Stress in gravidanza, studio EDI: cranio più piccolo e peso alterato

I risultati dello studio hanno evidenziato un’alterata risposta allo stress nel neonato per alti livelli di cortisolo materno in gravidanza, ovvero una marcata reattività comportamentale neonatale e una ridotta reattività fisiologica al test di screening effettuato a poche ore dalla nascita. Elevati livelli di Interleuchina-6 in gravidanza, sono stati invece associati ad una minore circonferenza cranica nel neonato mentre ai livelli di alfa amilase è stato correlato il peso alla nascita. I dati risultanti dalla ricerca non permettono di stabilire le cause per cui tali associazioni si verificano, ma dimostrano che le alterazioni nei livelli di stress durante la gestazione influenzano la crescita e lo sviluppo del bambino con potenziali rischi a lungo termine.

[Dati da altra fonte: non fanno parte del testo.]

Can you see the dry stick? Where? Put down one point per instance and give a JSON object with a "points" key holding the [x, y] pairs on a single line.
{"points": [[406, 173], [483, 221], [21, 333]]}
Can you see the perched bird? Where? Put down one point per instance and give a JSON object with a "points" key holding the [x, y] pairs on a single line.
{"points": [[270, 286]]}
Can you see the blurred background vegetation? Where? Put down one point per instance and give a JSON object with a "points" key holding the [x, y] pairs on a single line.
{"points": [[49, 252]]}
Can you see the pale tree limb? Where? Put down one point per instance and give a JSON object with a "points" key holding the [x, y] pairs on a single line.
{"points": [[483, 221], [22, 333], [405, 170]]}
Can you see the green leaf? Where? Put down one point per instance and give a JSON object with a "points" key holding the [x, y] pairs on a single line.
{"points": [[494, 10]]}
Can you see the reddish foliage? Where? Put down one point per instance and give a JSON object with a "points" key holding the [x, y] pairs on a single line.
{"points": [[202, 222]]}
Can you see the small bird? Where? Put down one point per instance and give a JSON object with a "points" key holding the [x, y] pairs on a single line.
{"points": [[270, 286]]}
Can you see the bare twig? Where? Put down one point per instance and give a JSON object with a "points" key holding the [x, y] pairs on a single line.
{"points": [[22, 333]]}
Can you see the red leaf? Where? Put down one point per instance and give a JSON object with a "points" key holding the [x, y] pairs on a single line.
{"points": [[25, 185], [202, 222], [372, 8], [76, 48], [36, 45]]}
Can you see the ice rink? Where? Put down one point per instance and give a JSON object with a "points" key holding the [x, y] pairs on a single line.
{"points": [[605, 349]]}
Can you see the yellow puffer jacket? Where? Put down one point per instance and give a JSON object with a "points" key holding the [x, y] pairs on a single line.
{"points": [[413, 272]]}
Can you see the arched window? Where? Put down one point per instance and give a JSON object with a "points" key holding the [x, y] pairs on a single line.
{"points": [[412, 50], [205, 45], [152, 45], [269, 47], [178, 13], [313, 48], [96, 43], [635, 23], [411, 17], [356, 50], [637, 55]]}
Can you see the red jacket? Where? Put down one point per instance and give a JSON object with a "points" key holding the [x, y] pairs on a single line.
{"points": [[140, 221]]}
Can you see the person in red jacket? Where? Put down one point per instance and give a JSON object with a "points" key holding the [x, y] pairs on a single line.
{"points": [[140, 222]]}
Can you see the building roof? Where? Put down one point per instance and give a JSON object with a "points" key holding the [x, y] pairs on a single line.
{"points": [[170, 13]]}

In che direzione si muove la ricerca?
L’obiettivo dello Studio EDI è dunque quello di stabilire se la risposta fornita dai neonati nelle prime ore di vita rimanga inalterata negli anni successivi e se l’ambiente familiare possa migliorare le alterazioni riscontrate. In proposito si è espressa la responsabile Alessandra Frigerio: “Valutare i neonati a poche ore dalla nascita fornisce un’opportunità unica per noi ricercatori di studiare gli effetti dell’ambiente prenatale sullo sviluppo fetale indipendentemente dall’influenza dell’ambiente postnatale in cui il neonato nasce e cresce. Quello che vogliamo valutare ora è se le alterazioni riscontrate alla nascita si mantengano nel corso dei primi anni di vita e come l’ambiente nel quale il bambino si trova a crescere e, in particolare, la qualità della relazione che si instaura con la mamma, possa moderare l’impatto dei fattori di rischio prenatali. Il fine ultimo sarà quello di mettere a punto strategie di prevenzione e intervento tempestivi che aiutino mamme e bambini ad iniziare al meglio la loro vita insieme”.